AGL Energy Limited recently responded to an ASX Aware Letter following its full-year results announcement for the financial year ended 30 June 2025. The ASX sought clarity on whether AGL’s reported earnings deviated materially from market expectations and whether the company had complied with continuous disclosure obligations under Listing Rule 3.1.

The letter from ASX Compliance referenced AGL’s multiple announcements on 13 August 2025, including its Appendix 4E, Annual Report, dividend declaration, FY25 results, FY26 guidance, and corporate governance statement. The ASX also noted the significant share price decline immediately after the results release, prompting questions about the transparency and timing of AGL’s disclosures.

Underlying Earnings in Line with Market Expectations

AGL confirmed that its key performance metrics; Underlying EBITDA and Underlying Net Profit After Tax (NPAT); were consistent with both its published guidance and the consensus forecasts of approximately 10 sell-side analysts. The company’s FY25 guidance, issued in February 2025, projected Underlying EBITDA between $1.935 billion and $2.135 billion and Underlying NPAT between $580 million and $710 million. The actual results, announced in August, landed near the midpoint of these ranges, with Underlying EBITDA at $2.01 billion and Underlying NPAT at $640 million.

AGL emphasized that it uses a consensus estimate approach to gauge market expectations, averaging analyst forecasts to determine whether earnings surprises have occurred. In this case, no material surprises were identified, and the company stated it was aware with reasonable certainty of its earnings position well before the results announcement.

Statutory Earnings and Market Perception

While underlying earnings met expectations, AGL’s statutory profit after tax (Statutory NPAT) showed a loss of $98 million, heavily influenced by significant one-off and non-cash items totaling $596 million post-tax. These included onerous contract provisions in the Retail segment, transformation costs, and fair value movements on financial instruments.
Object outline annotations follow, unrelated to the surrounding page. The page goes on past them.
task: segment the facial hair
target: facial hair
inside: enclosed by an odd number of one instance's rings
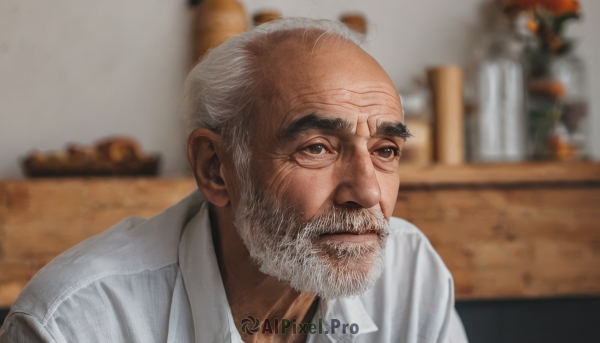
[[[381,212],[337,206],[303,221],[302,212],[253,184],[242,192],[235,226],[261,272],[324,299],[359,295],[373,287],[389,234]],[[341,232],[375,233],[377,240],[319,240]]]

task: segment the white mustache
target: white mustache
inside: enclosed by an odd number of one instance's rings
[[[364,234],[372,232],[380,237],[389,234],[389,223],[379,212],[367,209],[335,207],[311,218],[298,232],[298,236],[317,239],[322,235],[336,233]]]

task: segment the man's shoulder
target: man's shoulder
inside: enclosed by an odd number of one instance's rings
[[[31,279],[11,313],[44,324],[65,301],[90,289],[103,292],[107,283],[118,292],[114,287],[131,287],[137,279],[168,275],[174,282],[181,230],[199,208],[190,197],[150,219],[129,217],[65,251]]]
[[[392,217],[386,260],[394,268],[422,268],[428,273],[451,277],[427,236],[407,220]],[[423,273],[421,273],[423,274]]]
[[[401,287],[415,296],[447,297],[452,292],[452,274],[425,234],[414,224],[391,218],[383,276],[391,287]]]

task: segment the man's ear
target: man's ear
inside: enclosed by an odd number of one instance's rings
[[[187,155],[198,188],[206,200],[215,206],[229,203],[229,191],[223,175],[221,154],[222,139],[216,132],[205,127],[195,129],[188,137]]]

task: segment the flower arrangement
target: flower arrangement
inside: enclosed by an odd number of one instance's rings
[[[532,76],[548,73],[553,55],[564,55],[573,49],[573,41],[565,37],[566,24],[581,17],[577,0],[502,0],[510,16],[525,14],[527,29],[537,37],[536,49],[530,49]]]

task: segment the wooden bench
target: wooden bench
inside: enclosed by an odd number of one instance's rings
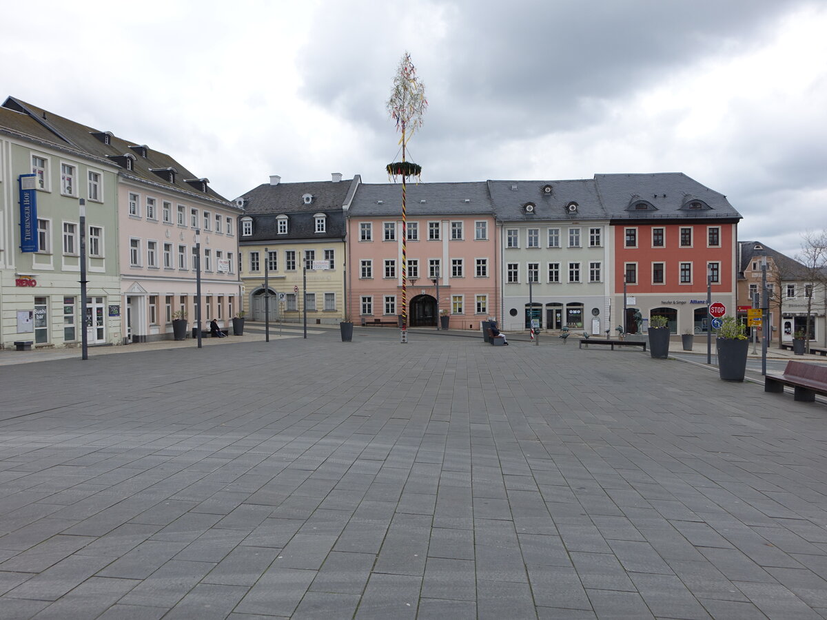
[[[488,328],[488,341],[491,343],[491,346],[505,346],[505,336],[502,334],[499,336],[495,336],[494,331],[490,327]]]
[[[640,346],[646,351],[645,340],[609,340],[607,338],[581,338],[578,349],[582,349],[583,345],[610,345],[612,351],[615,346]]]
[[[788,361],[783,374],[764,375],[764,392],[782,393],[785,385],[793,389],[795,400],[812,403],[815,394],[827,395],[827,366]]]

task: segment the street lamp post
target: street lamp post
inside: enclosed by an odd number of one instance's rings
[[[86,199],[80,198],[80,359],[89,359],[86,333]]]
[[[195,332],[201,349],[201,230],[195,231]]]

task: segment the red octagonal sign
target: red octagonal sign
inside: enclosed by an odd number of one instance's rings
[[[710,306],[710,314],[711,314],[715,318],[720,318],[724,314],[726,314],[726,306],[724,306],[720,302],[715,302],[711,306]]]

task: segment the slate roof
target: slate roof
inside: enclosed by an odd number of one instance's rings
[[[741,250],[741,261],[738,268],[739,278],[743,277],[743,272],[753,260],[767,256],[775,262],[782,279],[807,279],[807,268],[804,265],[761,241],[739,241],[739,246]],[[756,246],[760,246],[761,248],[757,250]]]
[[[219,202],[222,203],[222,207],[240,211],[235,204],[227,201],[212,188],[208,186],[207,191],[203,192],[199,188],[194,188],[190,184],[185,183],[184,179],[198,179],[198,177],[165,153],[148,147],[146,156],[144,156],[140,150],[131,148],[142,145],[140,142],[123,140],[116,136],[111,136],[110,144],[104,144],[93,135],[93,133],[103,134],[104,131],[70,121],[13,97],[6,99],[3,103],[3,107],[28,115],[31,119],[48,132],[52,141],[62,146],[101,158],[112,165],[116,165],[117,161],[112,160],[112,156],[117,157],[127,153],[134,155],[133,169],[127,170],[126,168],[122,168],[120,174],[123,178],[131,177],[158,187],[175,189],[200,199]],[[3,120],[8,120],[8,118],[19,121],[14,117],[7,117],[4,115]],[[28,126],[31,126],[31,123],[28,124]],[[39,130],[37,135],[42,136],[42,130]],[[170,167],[174,168],[177,171],[174,182],[159,176],[150,169]]]
[[[612,220],[649,220],[660,217],[686,219],[741,219],[726,196],[710,189],[681,172],[648,174],[595,174],[600,203]],[[686,210],[690,198],[710,208]],[[636,200],[651,203],[656,210],[629,211]]]
[[[409,183],[405,186],[405,212],[409,217],[494,215],[488,188],[483,181]],[[353,203],[348,209],[348,217],[395,218],[400,217],[401,212],[402,184],[362,184],[356,189]]]
[[[547,193],[544,188],[550,186]],[[502,222],[533,222],[543,220],[600,220],[608,215],[600,204],[591,179],[562,181],[489,181],[488,188],[497,214]],[[576,203],[576,212],[567,205]],[[532,203],[533,213],[525,205]]]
AGL cautioned that Statutory NPAT is not a reliable indicator of operational performance or valuation drivers due to its volatility and the nature of these adjustments. The company does not provide guidance on statutory earnings and noted that analyst estimates for this measure varied widely, reflecting its unpredictable components.

Share Price Movement and Market Reaction

Following the results release, AGL’s share price dropped from $10.22 to a low of $8.70. The company attributed this movement primarily to investor focus on FY26 guidance and concerns about increased depreciation and operating expenses related to coal and gas assets, which could impact future profitability and dividends.

AGL has been actively engaging with brokers and investors through an investor roadshow to provide clarity on its outlook and address market concerns. The company confirmed that no material variance in earnings expectations was known prior to the results announcement that would have warranted earlier disclosure.

Compliance and Disclosure Assurance

AGL affirmed its full compliance with ASX Listing Rules, particularly continuous disclosure obligations under Rule 3.1. The company’s Market Disclosure Committee authorized and approved the responses to ASX’s queries, reflecting adherence to its internal disclosure policies and governance standards.

This transparent engagement with the ASX underscores AGL’s commitment to maintaining market integrity and investor confidence amid a complex earnings environment.

Bottom Line?

AGL’s FY25 results confirm steady underlying performance but highlight ongoing challenges in statutory earnings volatility and market sentiment ahead of FY26.

Questions in the middle?

  • How will AGL’s FY26 guidance influence analyst forecasts and investor confidence?
  • What strategies will AGL deploy to manage statutory earnings volatility going forward?
  • Could rising depreciation and operating costs materially affect AGL’s dividend policy?